2.- Making the requests to the API

In order to make the requests to the API we will iterate over the list of seed terms and we will extract the keyword ideas for each of them. Keep in mind, that before proceeding with this piece of code, you need to configure the Google Ads account and create the YAML file with the credentials as explained in the guide to Keyword Planner API. Also, you will need to check these two pages to get the location and language IDS to localize the keyword research: Geotargets and Language Codes.

In the case of our practical example, the location ID for the USA is 2840 and the Spanish language ID is 1003. The total number of terms from the seed terms list is 50.000, but if we do not need to extract so many keyword ideas, we can limit it. In the case below, I cap it to the first 1.000 terms. At the end of each iteration we let the script sleep for 3 seconds to avoid the API overloading.

from google.ads.googleads.client import GoogleAdsClient
import time

client = GoogleAdsClient.load_from_storage("<your-yaml-file-name>")

list_keywords = []
for x in seed_terms[0:1000]:
    list_keywords = list_keywords + main(client, "<your-client-id>", ["2840"], "1003", [x] , None)

3.- Exporting to Excel

Finally, we can export it as an Excel file with Pandas. The output will contain seven columns with the keyword, the average monthly search, the competition level, the competition index, the searches from the past months, the past months and the queries categorizations (Branded, Non-branded, Cars, Year, etcetera). Especial mentions to Alex Papageorgiou’s because he taught me how to also extract the keyword categories.

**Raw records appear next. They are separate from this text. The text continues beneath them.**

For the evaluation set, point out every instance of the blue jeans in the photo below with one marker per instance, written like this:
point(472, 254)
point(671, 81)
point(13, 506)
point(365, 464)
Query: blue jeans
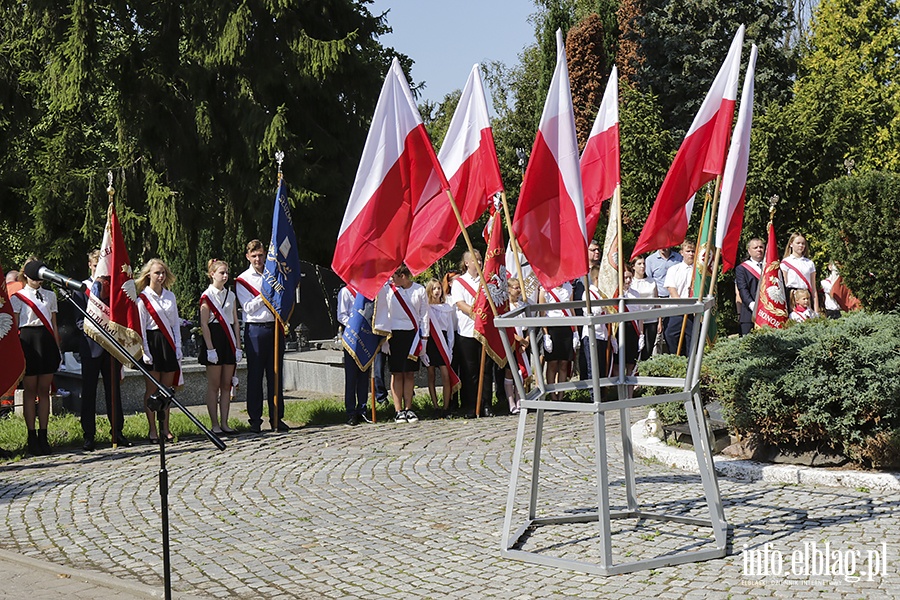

First, we will need to adjust a bit our list with the keywords to be able to export it with Pandas and then we will export it.

list_to_excel = []
for x in range(len(list_keywords)):
    list_months = []
    list_searches = []
    list_annotations = []
    for y in list_keywords[x].keyword_idea_metrics.monthly_search_volumes:
        list_months.append(str(y.month)[12::] + " - " + str(y.year))
    for y in list_keywords[x].keyword_annotations.concepts:
    list_to_excel.append([list_keywords[x].text, list_keywords[x].keyword_idea_metrics.avg_monthly_searches, str(list_keywords[x].keyword_idea_metrics.competition)[28::], list_keywords[x].keyword_idea_metrics.competition_index, list_searches, list_months, list_annotations ])
pd.DataFrame(list_to_excel, columns = ["Keyword", "Average Searches", "Competition Level", "Competition Index", "Searches Past Months", "Past Months", "List Annotations"]).to_excel('output.xlsx', header=True, index=False)

The final output of this exercise looks like:

Having the option of filtering by category is super convenient as we can spot terms related to your industry quite easily and fast by just filtering the Category column for the categories you are interested in the most. For instance, if I wanted to check queries about language related doubts I would only need to filter by “Language”.

When analyzing the file, you can notice that in the beginning most of the terms come from articles or connectors terms and the generated keywords are not super meaningful, however, once more specific terms are inputed, it throws much more insightful and meaningful keyword ideas.

That is all folks, I hope that you found this article interesting!